Für die Frauen und Männer ging es nicht nur um die Europawahl, sondern auch um ein umstrittenes Justiz-Referendum. Rumäniens Staatspräsident Klaus Johannis ließ über Amnestien für korrupte Politiker entscheiden - ein Vorhaben, das gerade bei im Ausland lebenden Rumänen auf Kritik stieß. Von einer Amnestie dürfte der Vorsitzende der regierenden Sozialdemokraten (PSD), Liviu Dragnea, profitieren. Er darf nicht Ministerpräsident werden, weil er wegen Wahlmanipulationen vorbestraft ist - jedoch gilt er als Strippenzieher der Regierung.

Schon am frühen Sonntagmorgen stellen sich deshalb die ersten Menschen vor dem rumänischen Generalkonsulat an der Richard-Strauss-Straße in die Schlange, viele standen noch mehr als fünf Stunden später an. Eltern mit kleinen Kindern wurden zwar bevorzugt, aber auch sie mussten oft mehrere Stunden vor dem sogenannten Rumänienhaus ausharren. Am Nachmittag schätzte ein Polizist die Zahl der Wartenden auf mehr als 1500.

Auch aus anderen Städten wurde von Tausenden Menschen berichtet. In Ulm, Offnbach, Bochum und Nürnberg warteten die Wähler bis zum späten Abend. Der rumänische Staat habe nicht genügend Wahlurnen für Rumänen in Deutschland bereitgestellt, sagte die Polizei in Ulm.

In München warteten abends um Viertel vor neun noch mehrere hundert Menschen vor dem Generalkonsulat auf Einlass. Die Polizei war samt Unterstützungskommando angerückt und baute Absperrungen auf. Der Wahlleiter des Generalkonsulats ließ zunächst bekannt geben, dass jeder noch wählen dürfe, der sich bis 21 Uhr innerhalb dieser Absperrung befindet. Als das bekannt gegeben wurde, jubelten viele Menschen. Eine Frau in roter Strickjacke, das Staatswappen am Revers, scheuchte alle in den Innenraum - und Punkt 21 Uhr machten die Polizisten das Gitter zu. Nach Angaben der Polizei warteten zu diesem Zeitpunkt noch etwa 500 Menschen.

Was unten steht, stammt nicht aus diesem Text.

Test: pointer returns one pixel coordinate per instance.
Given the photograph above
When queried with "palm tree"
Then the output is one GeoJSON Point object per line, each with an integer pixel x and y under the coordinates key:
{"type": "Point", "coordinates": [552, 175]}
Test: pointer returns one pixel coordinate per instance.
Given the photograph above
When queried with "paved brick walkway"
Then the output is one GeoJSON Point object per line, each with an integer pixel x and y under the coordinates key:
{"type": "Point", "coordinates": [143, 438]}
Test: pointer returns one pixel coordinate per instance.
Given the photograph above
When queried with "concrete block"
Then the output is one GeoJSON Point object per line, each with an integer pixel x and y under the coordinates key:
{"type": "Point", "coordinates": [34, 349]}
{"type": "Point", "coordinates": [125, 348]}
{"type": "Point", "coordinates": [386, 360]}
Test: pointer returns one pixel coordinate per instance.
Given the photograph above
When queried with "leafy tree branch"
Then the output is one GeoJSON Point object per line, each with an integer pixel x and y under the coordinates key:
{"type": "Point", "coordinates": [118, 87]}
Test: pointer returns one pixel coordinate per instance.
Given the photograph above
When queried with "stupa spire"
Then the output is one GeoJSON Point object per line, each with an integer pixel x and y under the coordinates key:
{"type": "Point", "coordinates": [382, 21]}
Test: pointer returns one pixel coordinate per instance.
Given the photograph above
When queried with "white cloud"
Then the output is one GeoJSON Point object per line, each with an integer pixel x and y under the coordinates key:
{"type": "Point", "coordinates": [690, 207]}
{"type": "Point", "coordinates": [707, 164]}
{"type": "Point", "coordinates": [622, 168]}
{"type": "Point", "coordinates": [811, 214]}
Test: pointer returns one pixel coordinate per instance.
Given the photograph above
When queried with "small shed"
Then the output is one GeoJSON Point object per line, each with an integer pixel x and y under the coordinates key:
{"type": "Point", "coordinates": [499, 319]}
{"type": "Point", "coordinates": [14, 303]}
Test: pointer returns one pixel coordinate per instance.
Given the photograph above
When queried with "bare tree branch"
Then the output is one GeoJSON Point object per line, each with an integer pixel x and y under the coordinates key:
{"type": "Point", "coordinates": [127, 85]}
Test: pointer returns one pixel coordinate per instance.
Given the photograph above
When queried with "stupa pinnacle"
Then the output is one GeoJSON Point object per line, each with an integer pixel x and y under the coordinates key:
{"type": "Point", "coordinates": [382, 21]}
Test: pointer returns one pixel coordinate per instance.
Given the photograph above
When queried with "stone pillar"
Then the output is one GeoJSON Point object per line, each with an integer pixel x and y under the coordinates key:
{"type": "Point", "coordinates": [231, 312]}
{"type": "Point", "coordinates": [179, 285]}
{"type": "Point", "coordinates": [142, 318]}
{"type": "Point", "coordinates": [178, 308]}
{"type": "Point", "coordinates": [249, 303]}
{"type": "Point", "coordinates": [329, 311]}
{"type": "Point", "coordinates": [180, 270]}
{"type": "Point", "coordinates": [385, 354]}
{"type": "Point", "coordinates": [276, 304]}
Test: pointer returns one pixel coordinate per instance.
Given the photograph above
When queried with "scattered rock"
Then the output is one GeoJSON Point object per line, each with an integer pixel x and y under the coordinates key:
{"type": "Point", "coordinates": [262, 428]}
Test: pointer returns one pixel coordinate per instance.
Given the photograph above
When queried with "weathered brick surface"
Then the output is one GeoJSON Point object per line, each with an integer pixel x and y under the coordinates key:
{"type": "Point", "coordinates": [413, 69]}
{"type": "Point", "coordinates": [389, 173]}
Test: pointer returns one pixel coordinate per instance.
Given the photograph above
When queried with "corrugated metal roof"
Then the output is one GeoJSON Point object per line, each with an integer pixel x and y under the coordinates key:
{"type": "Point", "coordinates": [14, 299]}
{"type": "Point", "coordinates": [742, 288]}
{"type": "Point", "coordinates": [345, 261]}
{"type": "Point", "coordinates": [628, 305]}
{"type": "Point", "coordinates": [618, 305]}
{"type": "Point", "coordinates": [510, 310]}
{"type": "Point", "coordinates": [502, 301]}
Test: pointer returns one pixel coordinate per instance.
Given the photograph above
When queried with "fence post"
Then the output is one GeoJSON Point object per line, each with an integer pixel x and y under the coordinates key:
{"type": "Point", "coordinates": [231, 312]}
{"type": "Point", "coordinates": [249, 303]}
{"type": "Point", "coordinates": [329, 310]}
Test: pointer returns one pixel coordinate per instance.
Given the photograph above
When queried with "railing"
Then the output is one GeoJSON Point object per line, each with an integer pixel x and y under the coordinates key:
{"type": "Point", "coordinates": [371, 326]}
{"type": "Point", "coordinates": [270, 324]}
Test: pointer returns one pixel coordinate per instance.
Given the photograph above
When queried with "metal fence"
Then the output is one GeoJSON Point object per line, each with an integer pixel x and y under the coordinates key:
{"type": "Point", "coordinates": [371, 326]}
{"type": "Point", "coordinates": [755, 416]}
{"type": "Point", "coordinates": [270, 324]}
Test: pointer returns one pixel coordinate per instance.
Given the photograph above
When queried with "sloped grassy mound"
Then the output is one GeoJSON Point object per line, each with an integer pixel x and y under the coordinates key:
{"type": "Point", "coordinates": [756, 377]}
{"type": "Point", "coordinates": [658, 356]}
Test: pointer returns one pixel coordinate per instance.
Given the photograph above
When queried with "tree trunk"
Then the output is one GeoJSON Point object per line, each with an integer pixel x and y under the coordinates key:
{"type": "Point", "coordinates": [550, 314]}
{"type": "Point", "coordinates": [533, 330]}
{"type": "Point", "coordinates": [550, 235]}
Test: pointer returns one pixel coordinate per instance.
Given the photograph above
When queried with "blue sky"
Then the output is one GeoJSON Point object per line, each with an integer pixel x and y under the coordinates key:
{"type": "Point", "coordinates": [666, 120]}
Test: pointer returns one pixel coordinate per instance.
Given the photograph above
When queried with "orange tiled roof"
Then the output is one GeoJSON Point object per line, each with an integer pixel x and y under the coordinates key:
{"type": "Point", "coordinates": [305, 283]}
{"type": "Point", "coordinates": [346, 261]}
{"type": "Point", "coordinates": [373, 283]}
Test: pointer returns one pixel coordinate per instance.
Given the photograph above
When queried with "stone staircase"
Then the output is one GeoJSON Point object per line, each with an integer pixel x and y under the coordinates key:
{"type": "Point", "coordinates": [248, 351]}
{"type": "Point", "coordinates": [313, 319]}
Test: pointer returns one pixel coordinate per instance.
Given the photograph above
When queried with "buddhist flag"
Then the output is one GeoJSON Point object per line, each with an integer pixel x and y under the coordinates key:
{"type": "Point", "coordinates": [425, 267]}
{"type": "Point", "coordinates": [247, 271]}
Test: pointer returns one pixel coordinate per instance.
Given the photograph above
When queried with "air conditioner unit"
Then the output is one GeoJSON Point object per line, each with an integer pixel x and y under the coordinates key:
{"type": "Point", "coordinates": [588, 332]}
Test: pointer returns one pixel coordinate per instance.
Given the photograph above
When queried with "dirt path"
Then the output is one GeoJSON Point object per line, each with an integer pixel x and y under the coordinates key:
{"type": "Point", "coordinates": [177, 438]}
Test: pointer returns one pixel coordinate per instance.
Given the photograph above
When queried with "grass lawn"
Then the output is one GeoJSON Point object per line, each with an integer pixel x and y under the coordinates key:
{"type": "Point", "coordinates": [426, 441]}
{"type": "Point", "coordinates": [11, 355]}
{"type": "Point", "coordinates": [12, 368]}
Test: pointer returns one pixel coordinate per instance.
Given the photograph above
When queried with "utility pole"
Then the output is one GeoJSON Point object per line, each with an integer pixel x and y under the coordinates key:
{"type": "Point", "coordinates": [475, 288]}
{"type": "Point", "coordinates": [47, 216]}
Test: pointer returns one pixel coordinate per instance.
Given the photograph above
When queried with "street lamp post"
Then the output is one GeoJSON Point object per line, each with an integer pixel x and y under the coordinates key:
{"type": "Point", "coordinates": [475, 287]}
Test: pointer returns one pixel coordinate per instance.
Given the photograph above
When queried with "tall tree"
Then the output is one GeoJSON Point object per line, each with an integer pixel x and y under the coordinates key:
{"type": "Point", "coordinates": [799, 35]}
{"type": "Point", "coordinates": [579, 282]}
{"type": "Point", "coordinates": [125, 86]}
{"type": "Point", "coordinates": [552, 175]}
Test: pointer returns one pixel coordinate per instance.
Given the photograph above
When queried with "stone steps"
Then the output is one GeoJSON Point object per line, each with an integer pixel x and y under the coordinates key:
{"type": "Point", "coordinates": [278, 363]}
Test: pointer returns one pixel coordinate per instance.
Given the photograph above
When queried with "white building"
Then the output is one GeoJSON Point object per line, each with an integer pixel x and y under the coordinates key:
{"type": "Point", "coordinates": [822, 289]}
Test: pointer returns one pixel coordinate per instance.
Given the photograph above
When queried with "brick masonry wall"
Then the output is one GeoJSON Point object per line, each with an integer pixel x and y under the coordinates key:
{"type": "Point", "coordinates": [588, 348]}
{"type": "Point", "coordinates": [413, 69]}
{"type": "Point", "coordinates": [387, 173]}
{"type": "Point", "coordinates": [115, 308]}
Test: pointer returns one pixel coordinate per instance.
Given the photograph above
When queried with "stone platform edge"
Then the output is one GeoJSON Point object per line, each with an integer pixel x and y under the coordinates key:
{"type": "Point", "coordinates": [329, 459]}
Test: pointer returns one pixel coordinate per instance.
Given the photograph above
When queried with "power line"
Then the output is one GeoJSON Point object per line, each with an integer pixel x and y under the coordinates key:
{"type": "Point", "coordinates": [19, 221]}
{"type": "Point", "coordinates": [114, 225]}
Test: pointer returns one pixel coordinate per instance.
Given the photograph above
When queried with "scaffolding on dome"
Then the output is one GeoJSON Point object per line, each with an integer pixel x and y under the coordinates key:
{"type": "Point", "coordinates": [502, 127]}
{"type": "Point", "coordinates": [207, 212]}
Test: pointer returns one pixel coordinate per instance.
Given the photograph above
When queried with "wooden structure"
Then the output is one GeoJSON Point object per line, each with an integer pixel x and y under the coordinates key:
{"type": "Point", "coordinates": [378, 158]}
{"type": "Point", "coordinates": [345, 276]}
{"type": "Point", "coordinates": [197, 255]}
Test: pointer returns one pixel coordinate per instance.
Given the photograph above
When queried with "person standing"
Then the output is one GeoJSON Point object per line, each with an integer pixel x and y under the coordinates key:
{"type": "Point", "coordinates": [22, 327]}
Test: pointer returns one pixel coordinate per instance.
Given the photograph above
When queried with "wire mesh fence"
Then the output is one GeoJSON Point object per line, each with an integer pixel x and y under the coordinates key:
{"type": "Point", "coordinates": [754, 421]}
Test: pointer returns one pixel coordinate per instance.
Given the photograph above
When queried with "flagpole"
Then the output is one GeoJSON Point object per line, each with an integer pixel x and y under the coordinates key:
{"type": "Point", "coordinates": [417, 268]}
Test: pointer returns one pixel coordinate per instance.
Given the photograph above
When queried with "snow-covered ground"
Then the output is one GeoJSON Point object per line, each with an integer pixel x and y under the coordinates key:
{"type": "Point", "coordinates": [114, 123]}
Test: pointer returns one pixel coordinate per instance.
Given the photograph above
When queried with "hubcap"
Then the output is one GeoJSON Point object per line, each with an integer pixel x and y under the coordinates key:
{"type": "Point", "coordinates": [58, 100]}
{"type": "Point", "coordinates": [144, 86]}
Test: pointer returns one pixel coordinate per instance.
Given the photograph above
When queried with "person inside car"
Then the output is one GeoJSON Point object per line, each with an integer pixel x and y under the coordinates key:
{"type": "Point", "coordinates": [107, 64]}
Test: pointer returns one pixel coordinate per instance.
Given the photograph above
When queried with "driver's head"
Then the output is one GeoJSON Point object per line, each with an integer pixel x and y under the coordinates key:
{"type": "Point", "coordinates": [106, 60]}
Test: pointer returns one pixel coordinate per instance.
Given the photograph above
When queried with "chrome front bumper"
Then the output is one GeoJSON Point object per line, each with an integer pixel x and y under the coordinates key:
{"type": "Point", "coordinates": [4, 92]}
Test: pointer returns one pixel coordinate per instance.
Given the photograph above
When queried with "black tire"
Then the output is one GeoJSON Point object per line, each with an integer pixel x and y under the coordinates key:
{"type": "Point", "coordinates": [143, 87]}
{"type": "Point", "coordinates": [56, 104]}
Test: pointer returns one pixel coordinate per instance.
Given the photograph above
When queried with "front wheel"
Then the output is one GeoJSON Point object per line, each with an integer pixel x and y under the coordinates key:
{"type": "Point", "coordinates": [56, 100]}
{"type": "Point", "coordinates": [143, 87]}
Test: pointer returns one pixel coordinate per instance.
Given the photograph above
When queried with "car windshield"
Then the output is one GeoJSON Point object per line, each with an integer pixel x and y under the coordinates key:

Viele Dutzend Schaulustige verfolgten die Geschehnisse. Gelegentlich skandierten einige Rumänen Sprechchöre vor dem Gebäude. Was die Menschen da immer wieder riefen? "Da sind keine besonders freundlichen Sachen", erklärte ein Mann vorsichtig, "sie beziehen sich auf die Regierungspartei PSD". Eine Frau erzählte, sie habe am Vormittag im Generalkonsulat bereits abgestimmt. Das alles dauere jedoch sehr lange, denn dort drin könnten nur sechs oder acht Menschen gleichzeitig wählen. Und auch die Personalien zu prüfen, dauere lang. Das Generalkonsulat selber wollte am Abend zur Situation keine Stellungnahme abgeben.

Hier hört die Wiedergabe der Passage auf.